Wir können Diablo Immortal tatsächlich komplett kostenfrei spielen. Alle Klassen stehen direkt zur Verfügung und auch alle Inhalte werden im Spielverlauf Stück für Stück freigeschaltet und sind ohne Einschränkungen spielbar.

Wie jedes Free2Play Spiel verfügt aber auch Immortal über einen Ingame Shop, der uns nach ein paar ersten Levelaufstiegen vorgestellt wird. Werden wir anfänglich nur hin und wieder darauf hingewiesen, dass wir ein super günstiges und einmaliges Angebot freigeschaltet haben, nimmt die Präsenz hinten raus massiv zu. In einem separaten Artikel stellen wir euch den Shop daher im Detail vor und erklären, warum dieser unserer Auffassung nach sehr problematisch ist.

Besonders schlimm wird das System im Endgame. Wir erinnern uns z.B. an die oben genannten Rifts, die wir mit verschiedenen Emblemen modifizieren können. Darin können wir neben legendären Rüstungsteilen auch heiß begehrte Edelsteine in unterschiedlichen Qualitätsstufen erbeuten. Die Klunker gibt es ebenfalls in einer sehr seltenen, legendären Variante. Setzt ihr ein legendäres Emblem in das Portal ein, garantiert euch das Spiel einen legendären Edelstein als Belohnung. Zudem bekommt ihr nur mit eben diesem Emblem die Chance auf einen Edelstein mit einer Qualität über Stufe 2.

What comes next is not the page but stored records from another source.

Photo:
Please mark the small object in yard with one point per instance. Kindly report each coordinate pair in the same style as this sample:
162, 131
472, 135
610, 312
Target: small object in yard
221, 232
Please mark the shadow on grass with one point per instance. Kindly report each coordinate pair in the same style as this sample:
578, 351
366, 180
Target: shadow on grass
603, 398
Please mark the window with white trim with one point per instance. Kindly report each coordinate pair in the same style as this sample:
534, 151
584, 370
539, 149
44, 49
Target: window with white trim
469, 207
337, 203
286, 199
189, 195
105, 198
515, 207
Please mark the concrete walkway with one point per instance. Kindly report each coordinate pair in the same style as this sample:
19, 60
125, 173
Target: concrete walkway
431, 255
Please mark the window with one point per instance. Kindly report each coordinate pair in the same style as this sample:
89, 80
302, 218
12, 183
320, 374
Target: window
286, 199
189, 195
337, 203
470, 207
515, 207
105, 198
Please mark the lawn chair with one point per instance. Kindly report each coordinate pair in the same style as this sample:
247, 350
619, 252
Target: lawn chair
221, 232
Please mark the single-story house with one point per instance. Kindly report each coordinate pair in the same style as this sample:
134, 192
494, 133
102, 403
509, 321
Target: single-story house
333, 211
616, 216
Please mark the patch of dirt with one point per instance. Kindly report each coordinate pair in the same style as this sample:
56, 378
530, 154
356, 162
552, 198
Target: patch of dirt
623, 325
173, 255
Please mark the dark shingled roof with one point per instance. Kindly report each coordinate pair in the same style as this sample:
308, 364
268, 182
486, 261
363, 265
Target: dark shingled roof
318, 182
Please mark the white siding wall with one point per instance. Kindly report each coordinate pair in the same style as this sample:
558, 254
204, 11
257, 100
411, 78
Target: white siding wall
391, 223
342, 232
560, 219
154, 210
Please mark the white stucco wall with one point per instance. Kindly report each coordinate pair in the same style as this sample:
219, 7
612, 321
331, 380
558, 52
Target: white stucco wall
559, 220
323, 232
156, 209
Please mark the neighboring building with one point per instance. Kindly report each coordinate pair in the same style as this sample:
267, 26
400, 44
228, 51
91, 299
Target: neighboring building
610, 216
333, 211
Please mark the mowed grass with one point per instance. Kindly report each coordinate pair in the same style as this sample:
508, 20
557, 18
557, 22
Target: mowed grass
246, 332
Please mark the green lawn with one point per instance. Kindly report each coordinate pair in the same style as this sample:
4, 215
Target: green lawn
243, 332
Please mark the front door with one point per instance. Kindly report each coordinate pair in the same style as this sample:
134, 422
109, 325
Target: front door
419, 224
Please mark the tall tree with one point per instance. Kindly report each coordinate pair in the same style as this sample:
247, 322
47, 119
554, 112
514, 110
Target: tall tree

Um einen legendären Edelstein der Stufe 5 zu erbeuten, müsst ihr also zwingend legendäre Embleme nutzen und dann noch Glück haben, dass der Stein und seine Werte zu eurem Spielstil passen. Damit erinnert das Prinzip an eine spielbare Lootbox, denn Blizzard schenkt euch pro Monat nur ein(!) legendäres Emblem. Wollt ihr mehr, müsst ihr die Kreditkarte zücken.

Warnung Ingame-Shop: Allen Menschen, die empfindlich auf Echtgeld- und Mikrotransaktionen reagieren, raten wir davon ab, Diablo Immortal auszuprobieren. Mit kleinen Einstiegspreisen, undurchsichtigen Wertigkeiten und dem immer geltenden Versprechen eines “Super Deals!” lockt das Spiel permanent mit seinen Shop-Angeboten. Die in der Regel leichten und barrierefreien Zahlungsmöglichkeiten auf dem Smartphone können zudem zusätzlich zum Kauf verleiten. In einigen europäischen Ländern durfte das Spiel aufgrund der geltenden Glücksspielregeln zudem nicht veröffentlicht werden.Hast du das Gefühl, dass du Hilfe bei einer eventuellen Glücksspielsucht brauchst, kannst du dich auf  www.check-dein-spiel.de über mögliche Hilfe informieren.

Theoretisch habt ihr zwar ebenfalls die Möglichkeit, die Edelsteine selbst herzustellen und mühselig zu upgraden, das sollte aber selbst die motiviertesten Fans für absurd lange Zeit beschäftigen. Da die Steine im Endgame aber einen Bärenanteil bei der Stärkung unseres Charakters ausmachen, fallen wir schnell hinter allen zurück, die bereitwillig Geld ins Spiel stecken.

Ob in den Raids, oder im PvP - die Steine sind überall aktiv und verschaffen gegebenenfalls große Vorteile. Damit fällt der Shop für uns eindeutig in den Pay2Win Bereich.

All diese Punkte sorgen dafür, dass Diablo Immortal leider nicht das Spiel ist, dass es sein könnte. Ein tolles und spaßiges Fundament wird durch aufgezwungenen Grind und fragwürdige Pay2Win-Mechaniken in unseren Augen ungenießbar.